Hallucinations in large vision-language models (LVLMs) pose significant challenges for real-world applications, as LVLMs may generate responses that appear plausible yet remain inconsistent with the associated visual content. This issue rarely occurs in human cognition. We argue that this discrepancy arises from humans' ability to effectively leverage multimodal interaction information in data samples. Specifically, humans typically first gather multimodal information, analyze the interactions across modalities for understanding, and then express their understanding through language. Motivated by this observation, we conduct extensive experiments on popular LVLMs and obtained insights that surprisingly reveal human-like, though less pronounced, cognitive behavior of LVLMs on multimodal samples.

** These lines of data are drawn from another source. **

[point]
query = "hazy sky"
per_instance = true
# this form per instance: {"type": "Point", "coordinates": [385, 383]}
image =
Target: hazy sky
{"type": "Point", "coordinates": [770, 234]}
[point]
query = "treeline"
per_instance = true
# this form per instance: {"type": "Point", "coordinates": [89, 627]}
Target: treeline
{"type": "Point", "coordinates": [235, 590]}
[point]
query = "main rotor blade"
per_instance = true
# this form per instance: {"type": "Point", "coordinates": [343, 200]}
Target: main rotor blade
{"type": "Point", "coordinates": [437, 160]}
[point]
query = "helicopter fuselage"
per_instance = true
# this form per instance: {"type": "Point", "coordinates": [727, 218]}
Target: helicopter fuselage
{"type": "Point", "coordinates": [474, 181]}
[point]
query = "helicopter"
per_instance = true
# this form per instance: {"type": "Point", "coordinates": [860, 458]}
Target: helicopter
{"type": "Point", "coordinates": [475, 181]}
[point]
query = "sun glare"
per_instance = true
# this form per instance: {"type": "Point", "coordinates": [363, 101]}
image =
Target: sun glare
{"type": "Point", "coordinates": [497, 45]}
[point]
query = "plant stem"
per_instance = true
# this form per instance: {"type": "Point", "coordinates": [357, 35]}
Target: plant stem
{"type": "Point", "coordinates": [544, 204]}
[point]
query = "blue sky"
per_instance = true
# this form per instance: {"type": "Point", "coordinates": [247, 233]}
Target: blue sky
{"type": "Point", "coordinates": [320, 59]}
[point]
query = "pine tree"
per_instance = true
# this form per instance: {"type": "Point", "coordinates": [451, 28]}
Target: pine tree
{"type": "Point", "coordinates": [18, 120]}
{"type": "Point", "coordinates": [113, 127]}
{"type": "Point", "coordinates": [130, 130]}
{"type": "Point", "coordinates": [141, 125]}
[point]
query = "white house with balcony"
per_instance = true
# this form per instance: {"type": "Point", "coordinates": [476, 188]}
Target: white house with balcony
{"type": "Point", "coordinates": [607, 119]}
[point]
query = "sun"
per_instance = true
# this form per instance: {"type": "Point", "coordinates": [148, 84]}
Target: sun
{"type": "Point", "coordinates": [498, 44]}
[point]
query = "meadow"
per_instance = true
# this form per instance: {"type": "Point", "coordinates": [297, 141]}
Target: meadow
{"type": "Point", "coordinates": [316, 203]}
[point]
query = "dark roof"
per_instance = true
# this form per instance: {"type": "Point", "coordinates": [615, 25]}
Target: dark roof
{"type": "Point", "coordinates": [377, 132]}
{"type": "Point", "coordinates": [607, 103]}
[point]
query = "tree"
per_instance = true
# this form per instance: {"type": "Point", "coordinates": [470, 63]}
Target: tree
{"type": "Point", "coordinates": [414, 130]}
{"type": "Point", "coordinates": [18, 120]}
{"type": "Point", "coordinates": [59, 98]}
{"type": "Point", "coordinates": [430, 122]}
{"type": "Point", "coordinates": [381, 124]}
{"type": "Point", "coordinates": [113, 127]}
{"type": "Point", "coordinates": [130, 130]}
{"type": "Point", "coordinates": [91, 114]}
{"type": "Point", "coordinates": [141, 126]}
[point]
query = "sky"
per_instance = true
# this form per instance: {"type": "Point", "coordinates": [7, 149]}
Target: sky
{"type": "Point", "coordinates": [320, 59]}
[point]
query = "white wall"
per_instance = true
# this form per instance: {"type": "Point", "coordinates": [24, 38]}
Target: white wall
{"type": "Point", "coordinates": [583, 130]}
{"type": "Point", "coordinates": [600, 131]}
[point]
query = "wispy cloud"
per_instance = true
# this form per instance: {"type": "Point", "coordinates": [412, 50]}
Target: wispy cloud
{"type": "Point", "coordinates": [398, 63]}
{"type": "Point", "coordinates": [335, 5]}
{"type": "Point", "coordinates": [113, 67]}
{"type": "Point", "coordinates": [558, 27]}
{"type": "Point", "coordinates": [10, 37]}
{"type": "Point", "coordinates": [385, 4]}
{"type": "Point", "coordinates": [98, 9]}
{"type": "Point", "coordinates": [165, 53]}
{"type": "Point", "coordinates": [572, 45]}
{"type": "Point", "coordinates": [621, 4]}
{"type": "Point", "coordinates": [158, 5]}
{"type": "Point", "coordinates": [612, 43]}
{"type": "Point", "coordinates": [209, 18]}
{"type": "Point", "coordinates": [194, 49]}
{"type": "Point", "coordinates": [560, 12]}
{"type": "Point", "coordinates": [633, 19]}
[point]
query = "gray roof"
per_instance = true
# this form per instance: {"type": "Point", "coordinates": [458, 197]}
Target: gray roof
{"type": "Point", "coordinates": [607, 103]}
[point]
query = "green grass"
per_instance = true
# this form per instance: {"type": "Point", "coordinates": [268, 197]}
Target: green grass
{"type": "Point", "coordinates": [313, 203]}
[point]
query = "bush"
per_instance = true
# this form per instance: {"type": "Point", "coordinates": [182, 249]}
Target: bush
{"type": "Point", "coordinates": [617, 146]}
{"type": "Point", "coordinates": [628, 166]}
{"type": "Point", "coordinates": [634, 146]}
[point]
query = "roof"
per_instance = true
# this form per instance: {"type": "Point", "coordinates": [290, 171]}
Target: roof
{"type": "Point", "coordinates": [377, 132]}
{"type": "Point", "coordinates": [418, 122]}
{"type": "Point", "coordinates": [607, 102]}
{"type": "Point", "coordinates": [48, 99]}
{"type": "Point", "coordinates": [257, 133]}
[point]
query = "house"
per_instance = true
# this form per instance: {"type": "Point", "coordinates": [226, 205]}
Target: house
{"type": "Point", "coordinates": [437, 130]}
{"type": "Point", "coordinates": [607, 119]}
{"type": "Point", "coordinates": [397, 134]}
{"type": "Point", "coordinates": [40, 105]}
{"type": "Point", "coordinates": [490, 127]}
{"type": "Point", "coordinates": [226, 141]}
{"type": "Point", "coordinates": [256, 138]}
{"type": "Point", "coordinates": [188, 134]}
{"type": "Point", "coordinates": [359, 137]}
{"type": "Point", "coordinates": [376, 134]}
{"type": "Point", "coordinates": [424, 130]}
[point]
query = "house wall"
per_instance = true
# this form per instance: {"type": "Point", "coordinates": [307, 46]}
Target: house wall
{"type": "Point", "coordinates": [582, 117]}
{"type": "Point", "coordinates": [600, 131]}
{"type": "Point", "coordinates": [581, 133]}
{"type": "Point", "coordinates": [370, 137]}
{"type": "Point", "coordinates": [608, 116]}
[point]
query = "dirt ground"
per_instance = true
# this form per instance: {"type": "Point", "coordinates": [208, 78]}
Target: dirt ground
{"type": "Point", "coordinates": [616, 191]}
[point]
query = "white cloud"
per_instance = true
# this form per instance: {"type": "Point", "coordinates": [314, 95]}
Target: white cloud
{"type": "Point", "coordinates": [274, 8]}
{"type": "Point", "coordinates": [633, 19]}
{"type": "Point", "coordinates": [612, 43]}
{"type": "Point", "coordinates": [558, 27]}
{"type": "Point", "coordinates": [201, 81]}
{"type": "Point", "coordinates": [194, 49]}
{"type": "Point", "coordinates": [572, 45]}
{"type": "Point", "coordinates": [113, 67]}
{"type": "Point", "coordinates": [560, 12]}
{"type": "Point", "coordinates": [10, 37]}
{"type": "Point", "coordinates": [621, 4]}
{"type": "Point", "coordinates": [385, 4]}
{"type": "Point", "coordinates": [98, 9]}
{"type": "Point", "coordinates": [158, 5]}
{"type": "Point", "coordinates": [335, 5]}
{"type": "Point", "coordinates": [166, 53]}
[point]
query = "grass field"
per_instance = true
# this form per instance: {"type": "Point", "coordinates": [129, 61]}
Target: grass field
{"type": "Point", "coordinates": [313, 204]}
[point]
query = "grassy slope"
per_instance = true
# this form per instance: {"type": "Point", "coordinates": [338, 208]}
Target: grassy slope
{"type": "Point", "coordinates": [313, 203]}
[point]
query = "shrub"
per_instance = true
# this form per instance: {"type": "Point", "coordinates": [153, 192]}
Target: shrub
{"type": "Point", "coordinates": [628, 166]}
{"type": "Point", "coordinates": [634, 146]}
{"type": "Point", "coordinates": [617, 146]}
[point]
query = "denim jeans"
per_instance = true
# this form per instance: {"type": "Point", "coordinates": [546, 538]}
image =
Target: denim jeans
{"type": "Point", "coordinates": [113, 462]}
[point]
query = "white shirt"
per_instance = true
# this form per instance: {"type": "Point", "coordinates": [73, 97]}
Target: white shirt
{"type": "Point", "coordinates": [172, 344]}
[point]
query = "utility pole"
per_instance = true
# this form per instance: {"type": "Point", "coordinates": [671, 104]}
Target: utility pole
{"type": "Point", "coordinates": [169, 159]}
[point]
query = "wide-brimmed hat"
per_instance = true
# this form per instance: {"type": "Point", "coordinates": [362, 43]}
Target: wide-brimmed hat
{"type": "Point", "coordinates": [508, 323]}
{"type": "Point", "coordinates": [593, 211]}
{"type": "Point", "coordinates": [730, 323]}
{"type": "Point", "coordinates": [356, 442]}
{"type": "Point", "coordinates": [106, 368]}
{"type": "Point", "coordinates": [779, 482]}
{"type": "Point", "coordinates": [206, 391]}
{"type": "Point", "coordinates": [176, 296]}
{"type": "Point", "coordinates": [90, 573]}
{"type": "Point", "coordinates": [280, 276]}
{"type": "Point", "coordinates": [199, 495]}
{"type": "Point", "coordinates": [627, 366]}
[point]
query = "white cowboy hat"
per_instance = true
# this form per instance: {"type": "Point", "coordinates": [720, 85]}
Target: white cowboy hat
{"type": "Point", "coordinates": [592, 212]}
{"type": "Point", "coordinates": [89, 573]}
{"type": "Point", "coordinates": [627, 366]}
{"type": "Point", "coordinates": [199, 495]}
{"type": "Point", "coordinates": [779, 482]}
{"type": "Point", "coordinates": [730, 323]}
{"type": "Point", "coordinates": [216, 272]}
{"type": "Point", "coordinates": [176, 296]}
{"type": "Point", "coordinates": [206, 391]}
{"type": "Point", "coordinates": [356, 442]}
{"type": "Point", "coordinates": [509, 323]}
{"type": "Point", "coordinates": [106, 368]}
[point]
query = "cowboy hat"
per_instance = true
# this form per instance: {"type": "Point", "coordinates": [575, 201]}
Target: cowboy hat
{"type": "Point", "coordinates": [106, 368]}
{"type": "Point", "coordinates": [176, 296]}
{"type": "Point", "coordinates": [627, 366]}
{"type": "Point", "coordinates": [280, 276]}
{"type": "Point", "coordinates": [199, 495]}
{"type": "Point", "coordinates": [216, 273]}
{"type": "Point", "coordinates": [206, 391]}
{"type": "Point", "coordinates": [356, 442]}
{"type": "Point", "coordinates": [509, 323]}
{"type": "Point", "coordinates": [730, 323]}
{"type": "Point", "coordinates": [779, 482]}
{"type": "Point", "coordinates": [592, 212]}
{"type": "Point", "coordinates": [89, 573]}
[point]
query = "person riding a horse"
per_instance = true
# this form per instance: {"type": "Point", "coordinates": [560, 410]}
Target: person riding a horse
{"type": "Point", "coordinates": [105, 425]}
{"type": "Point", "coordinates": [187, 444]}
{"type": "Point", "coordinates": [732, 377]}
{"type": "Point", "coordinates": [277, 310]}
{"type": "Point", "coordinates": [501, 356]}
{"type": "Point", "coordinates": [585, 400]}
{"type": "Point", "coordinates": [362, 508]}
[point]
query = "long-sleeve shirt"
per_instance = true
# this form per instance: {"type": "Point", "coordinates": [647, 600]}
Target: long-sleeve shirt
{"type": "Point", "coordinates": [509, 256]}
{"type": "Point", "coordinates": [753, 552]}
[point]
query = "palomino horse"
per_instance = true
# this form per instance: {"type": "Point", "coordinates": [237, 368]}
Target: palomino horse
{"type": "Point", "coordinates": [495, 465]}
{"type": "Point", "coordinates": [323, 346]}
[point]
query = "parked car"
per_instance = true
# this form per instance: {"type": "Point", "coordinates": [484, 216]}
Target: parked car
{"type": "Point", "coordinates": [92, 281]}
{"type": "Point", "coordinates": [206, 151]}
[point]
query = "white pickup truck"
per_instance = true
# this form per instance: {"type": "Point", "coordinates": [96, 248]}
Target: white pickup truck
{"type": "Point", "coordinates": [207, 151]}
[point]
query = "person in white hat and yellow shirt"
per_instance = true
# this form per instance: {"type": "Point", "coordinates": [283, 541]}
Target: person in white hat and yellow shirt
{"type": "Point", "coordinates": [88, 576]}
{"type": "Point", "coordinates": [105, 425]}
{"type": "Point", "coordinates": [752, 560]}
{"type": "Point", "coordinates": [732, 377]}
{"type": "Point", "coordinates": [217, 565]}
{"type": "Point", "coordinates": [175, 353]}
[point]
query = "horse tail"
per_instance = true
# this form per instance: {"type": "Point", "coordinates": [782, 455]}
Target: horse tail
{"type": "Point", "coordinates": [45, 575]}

Building on these findings, we further propose \textbf{INTER}: \textbf{Inter}action Guidance Sampling, a novel training-free algorithm that mitigate hallucinations without requiring additional data. Specifically, INTER explicitly guides LVLMs to effectively reapply their understanding of multimodal interaction information when generating responses, thereby reducing potential hallucinations. On six benchmarks including VQA and image captioning tasks, INTER achieves an average improvement of up to 3.4\% on five LVLMs compared to the state-of-the-art decoding strategy. The code will be released when the paper is accepted.